Znów siedząc w furgonetce, Shan przejrzał tłumoczek ubrań. Były oblepione błotem. Tanie ubrania robocze, niewiele lepsze od tych, które wydawano więźniom. Ale sfatygowane buty były zawinięte w marynarkę, marynarkę od garnituru. Choć podarta i brudna, znać było po niej, że szyto ją na miarę. W jednej z kieszeni Shan znalazł chusteczkę do nosa i spięty gumką plik wizytówek. “Jao Xengding”, widniało na nich, “Prokurator Okręgu Lhadrung”. Balti miał na sobie marynarkę Jao. Tamta noc była chłodna, powiedział. Włożył marynarkę Jao i usiadł na masce samochodu.

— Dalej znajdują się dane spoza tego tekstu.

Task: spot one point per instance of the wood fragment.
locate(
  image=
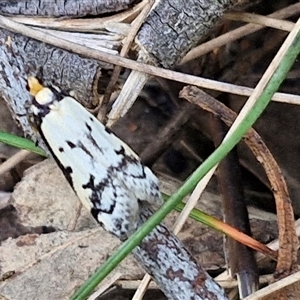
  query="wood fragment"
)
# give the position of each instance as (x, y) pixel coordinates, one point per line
(287, 254)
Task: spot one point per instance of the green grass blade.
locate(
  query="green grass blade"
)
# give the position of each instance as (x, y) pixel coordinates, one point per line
(19, 142)
(191, 183)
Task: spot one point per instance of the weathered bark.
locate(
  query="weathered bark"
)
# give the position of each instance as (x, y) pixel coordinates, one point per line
(62, 8)
(175, 271)
(22, 57)
(175, 27)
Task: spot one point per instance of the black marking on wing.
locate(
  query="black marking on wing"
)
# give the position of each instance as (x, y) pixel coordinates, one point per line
(88, 127)
(94, 143)
(126, 161)
(81, 146)
(67, 172)
(71, 145)
(97, 191)
(108, 130)
(58, 95)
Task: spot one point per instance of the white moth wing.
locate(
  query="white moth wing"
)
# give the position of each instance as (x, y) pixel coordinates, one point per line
(105, 173)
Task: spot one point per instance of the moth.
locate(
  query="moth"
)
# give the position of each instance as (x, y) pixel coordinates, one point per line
(105, 173)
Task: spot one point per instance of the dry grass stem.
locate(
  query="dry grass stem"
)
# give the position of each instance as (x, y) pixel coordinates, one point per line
(135, 26)
(264, 79)
(130, 64)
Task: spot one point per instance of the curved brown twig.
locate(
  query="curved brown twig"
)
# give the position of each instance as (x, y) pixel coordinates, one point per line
(287, 252)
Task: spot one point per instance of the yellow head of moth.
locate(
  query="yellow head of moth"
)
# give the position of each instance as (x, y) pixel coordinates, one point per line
(34, 86)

W drugiej kieszeni Shan znalazł kilka złożonych na pół świstków połączonych spinaczem. Rozprostował je. Było tu parę rachunków; na pierwszym, z mongolskiej restauracji, nagryzmolono u góry: Amerykańska kopalnia. Pod nim znajdowała się mała kwadratowa kartka, na której napisano dwa słowa: Bambusowy most. Kwadrat żółtego papieru mówił: Nie potrzebujesz aparatury rentgenowskiej. Pod spodem widniał znak przypominający odwrócone Y z ogonkiem przekreślonym dwiema kreskami. Mógł to być ideogram oznaczający niebo lub niebiosa. Albo tylko bezmyślny gryzmoł. Na kolejnym świstku wymieniono miasta: Lhadrung, Lhasa, Pekin i Hongkong, a niżej Klub Bei Da. Gdzie on to słyszał? Lama w Khartoku, przypomniał sobie, ten, który zajmował się interesami gompy, powiedział, że w odbudowie wspomagał ich Klub Bei Da. A Bei Da to Uniwersytet Pekiński.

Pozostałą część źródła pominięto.